Monday, February 14, 2011

Spiritual Typology: The Cathedral or the Bazaar

Pui Lan asked us to consider our rule of life this week. What rule, I don’t have a rule governing my life? Should I? I know the answer to that or at least how the church expects me to answer that question. But really there are no rules, just practices that help us to discover and experience the numinous.

I had a course in Spiritual Disciplines three years ago -- my very first course in seminary at Wesley Seminary in Washington, D.C. I had developed an elaborate but also mischievous rule for my spiritual life. I included far flung spiritual practices such as incorporating the Native American medicine wheel and poetry writing to saying confession.

My first spiritual director (who I met with for about four months in early 2007, and our relationship ended about six months before I started my course at Wesley) would probably have rolled her eyes at my experiential spirituality. When I revealed to her that I spent Good Friday at a synagogue rather that in a church, she responded in a rather judgmental tone “That’s interesting.” The spiritual discipline of spiritual direction was not quite I was expecting.

I remember Sue handing me this huge book that she suggested that I order—it was the daily office. I have tried the office but it’s just too bulky and awkward much like the book that Sue handed me. Do I have to read and meditate on Christian scripture to be close to God? What I am seeking is to borrow from scripture but to see God all around me in different traditions, different media, be it a spiritual type song by Sting, a poem by Thomas Merton or Mary Oliver, or Tai Chi exercises?

I appreciate the metaphors for contemporary spirituality that Pui Lan developed in her article: cathedral spirituality and bazaar spirituality. As Pui Lan defines it, cathedral spirituality is for those who desire or need a spirituality that inhabits sacred spaces. Post-modern spiritual seekers are predisposed towards a bazaar spirituality which offers the exotic and the adventuresome.

My spirituality is both since I need the familiarity of sacraments (generally just the Eucharist) but also the need for creativity that the bazaar spirituality offers. I sometimes like to combine the two in creating new liturgies, but that also demands time and extra time, while in seminary, is often in short supply.

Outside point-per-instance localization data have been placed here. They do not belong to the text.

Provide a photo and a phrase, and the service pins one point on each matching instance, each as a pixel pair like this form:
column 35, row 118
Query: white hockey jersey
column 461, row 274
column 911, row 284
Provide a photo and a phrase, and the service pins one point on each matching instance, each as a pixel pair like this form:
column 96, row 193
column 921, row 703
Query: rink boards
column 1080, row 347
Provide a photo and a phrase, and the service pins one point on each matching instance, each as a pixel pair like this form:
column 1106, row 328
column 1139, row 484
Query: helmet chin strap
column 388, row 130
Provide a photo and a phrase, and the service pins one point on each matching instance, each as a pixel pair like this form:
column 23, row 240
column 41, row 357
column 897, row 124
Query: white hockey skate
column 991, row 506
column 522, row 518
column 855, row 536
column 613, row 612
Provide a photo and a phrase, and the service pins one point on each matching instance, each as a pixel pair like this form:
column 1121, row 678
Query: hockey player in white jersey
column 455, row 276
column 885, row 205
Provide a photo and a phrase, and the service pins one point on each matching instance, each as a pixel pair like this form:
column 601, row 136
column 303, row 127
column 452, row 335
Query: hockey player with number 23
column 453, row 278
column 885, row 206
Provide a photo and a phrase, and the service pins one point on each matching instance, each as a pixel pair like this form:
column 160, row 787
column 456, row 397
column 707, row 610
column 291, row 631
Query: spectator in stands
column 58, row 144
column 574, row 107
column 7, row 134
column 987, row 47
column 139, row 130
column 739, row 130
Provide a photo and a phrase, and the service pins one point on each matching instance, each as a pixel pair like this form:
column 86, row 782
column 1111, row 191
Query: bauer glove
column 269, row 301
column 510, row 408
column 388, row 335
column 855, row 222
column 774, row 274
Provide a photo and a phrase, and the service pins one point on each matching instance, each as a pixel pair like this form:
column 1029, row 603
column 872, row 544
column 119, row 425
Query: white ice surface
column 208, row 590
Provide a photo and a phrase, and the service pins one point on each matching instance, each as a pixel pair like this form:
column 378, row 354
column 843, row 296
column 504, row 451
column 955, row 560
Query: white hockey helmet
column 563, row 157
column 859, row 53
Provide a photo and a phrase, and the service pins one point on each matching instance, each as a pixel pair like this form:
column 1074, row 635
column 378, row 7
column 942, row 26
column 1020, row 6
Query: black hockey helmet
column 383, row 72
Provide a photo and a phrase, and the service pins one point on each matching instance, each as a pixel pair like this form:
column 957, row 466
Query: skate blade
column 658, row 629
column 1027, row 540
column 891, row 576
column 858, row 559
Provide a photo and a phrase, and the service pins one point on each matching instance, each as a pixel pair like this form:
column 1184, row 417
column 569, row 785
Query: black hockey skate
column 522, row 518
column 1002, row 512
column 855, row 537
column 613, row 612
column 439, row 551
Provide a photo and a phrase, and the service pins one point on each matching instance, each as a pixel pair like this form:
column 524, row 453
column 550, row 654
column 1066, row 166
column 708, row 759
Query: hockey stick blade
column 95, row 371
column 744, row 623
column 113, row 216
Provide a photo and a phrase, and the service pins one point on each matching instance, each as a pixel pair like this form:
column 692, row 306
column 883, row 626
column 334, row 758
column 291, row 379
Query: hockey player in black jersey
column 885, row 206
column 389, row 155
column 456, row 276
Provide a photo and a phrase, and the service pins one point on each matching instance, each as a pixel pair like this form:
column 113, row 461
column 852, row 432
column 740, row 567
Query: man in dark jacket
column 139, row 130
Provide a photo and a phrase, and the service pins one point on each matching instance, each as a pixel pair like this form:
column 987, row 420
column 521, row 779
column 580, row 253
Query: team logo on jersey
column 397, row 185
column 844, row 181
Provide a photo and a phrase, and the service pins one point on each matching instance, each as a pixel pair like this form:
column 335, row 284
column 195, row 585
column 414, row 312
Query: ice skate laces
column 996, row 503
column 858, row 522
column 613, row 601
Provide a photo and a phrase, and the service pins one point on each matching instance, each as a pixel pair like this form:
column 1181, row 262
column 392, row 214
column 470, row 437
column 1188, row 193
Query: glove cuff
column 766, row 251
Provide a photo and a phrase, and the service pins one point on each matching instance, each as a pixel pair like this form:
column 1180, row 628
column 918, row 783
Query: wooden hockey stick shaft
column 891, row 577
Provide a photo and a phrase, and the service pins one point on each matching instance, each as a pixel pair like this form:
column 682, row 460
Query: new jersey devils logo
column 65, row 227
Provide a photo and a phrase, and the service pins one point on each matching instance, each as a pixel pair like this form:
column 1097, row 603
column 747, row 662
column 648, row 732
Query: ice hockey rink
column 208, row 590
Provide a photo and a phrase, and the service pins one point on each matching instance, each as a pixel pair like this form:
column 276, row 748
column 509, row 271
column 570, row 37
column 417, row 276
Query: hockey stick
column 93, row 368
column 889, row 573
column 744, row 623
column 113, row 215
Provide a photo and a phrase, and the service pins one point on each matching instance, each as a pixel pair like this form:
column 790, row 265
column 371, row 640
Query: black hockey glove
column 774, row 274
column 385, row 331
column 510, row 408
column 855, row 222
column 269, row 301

With only six weeks into the new year, I am trying to re-establish the practice of spiritual direction and am seeking out a spiritual director. I have actually scheduled appointments! I am also for the first time in my life (ironically as a Protestant) seeking to try on the rite of reconciliation. (“confession”) on a quarterly basis. I figure if I don’t like that I can discontinue it, but I think a commitment to a spiritual practice needs to be for the year, three or four times. Who knows what might happen? I consider these spiritual practices and disciplines are probably more characteristic of cathedral spirituality.

I may go back to the bazaar spirituality of my old rule of life that encouraged me to use the medicine wheel to gauge my spiritual and emotional state. In the meantime, however…..

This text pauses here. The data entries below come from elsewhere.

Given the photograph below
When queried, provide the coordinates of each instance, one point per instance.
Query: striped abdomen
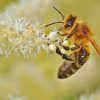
(70, 67)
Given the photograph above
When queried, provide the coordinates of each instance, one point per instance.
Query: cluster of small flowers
(22, 35)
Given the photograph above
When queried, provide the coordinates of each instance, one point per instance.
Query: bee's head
(68, 24)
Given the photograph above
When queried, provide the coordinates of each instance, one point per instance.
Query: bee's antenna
(53, 23)
(59, 12)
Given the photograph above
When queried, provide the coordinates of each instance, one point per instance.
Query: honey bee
(78, 33)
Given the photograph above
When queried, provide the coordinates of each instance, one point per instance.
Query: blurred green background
(35, 78)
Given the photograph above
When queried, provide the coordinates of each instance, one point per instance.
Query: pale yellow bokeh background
(35, 78)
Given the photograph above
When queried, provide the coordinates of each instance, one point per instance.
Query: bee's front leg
(77, 46)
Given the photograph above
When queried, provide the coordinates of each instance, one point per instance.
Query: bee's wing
(92, 41)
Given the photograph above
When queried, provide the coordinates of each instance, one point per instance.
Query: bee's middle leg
(64, 56)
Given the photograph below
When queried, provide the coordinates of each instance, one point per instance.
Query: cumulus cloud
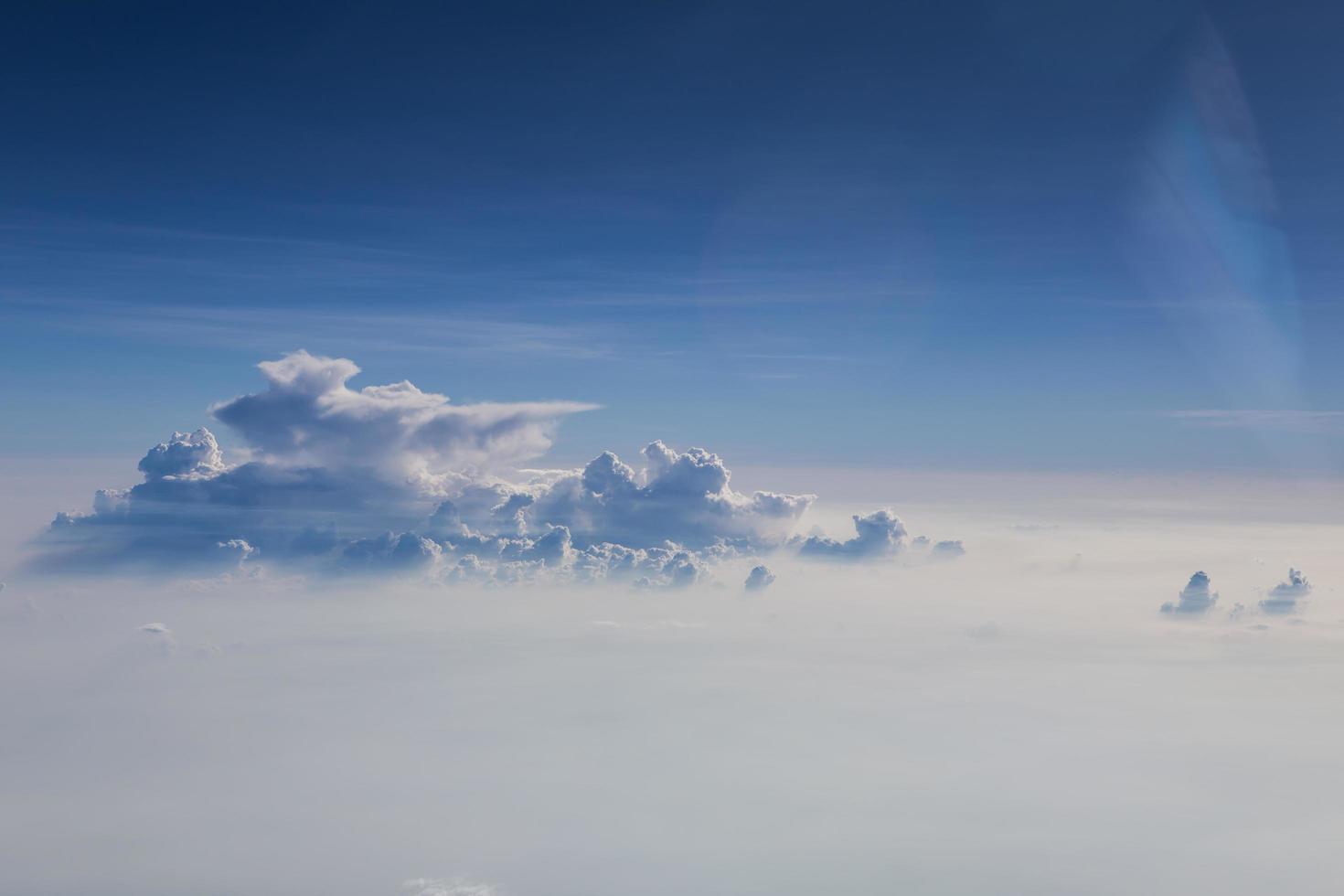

A simple and rich exercise for me is to read an adapted daily office comprised of stories, poems, prayers, and parables written by Thomas Merton that were woven together by a Roman Catholic nun. I change the masculine dominant language to include feminine visions of the divine. I love to read the office late at night (there are four different services for each day of the week) to candle light. This is a lasting and formational spiritual practice for me. I sometimes include different genres of multicultural music as “music for meditation.” The Merton office is the most fulfilling spiritual practice I have tried on in the past year.

Monday Night Hymn

In my ending is my meaning
Says the season.
No clock:
Only the heart’s blood
Only the word.

O lamp
Weak friend
In the knowing night!

O tongue of flame
Under the heart
Speak softly:
For love is black
Says the season.

Midnight!
Kissed with flame!
See! See!
My love is darkness!

Only in the void
Are all ways one:

Only in the night
Are all the lost
Found.

In my ending is my meaning.

1 comment:

  1. I guess many people like you have combined the cathedral and bazaar spirituality at certain points in their life. Even if we do not have a rule for our lives, there might be de facto patterns, e.g. we wake up at a certain time and do certain little rituals (feed the cat, take a nap etc) during the day. It is good to hear that you will try out some new practices this semester to see if they will work out for you. I hope that you will be able to find a spiritual director open to many forms of practices and less judgmental.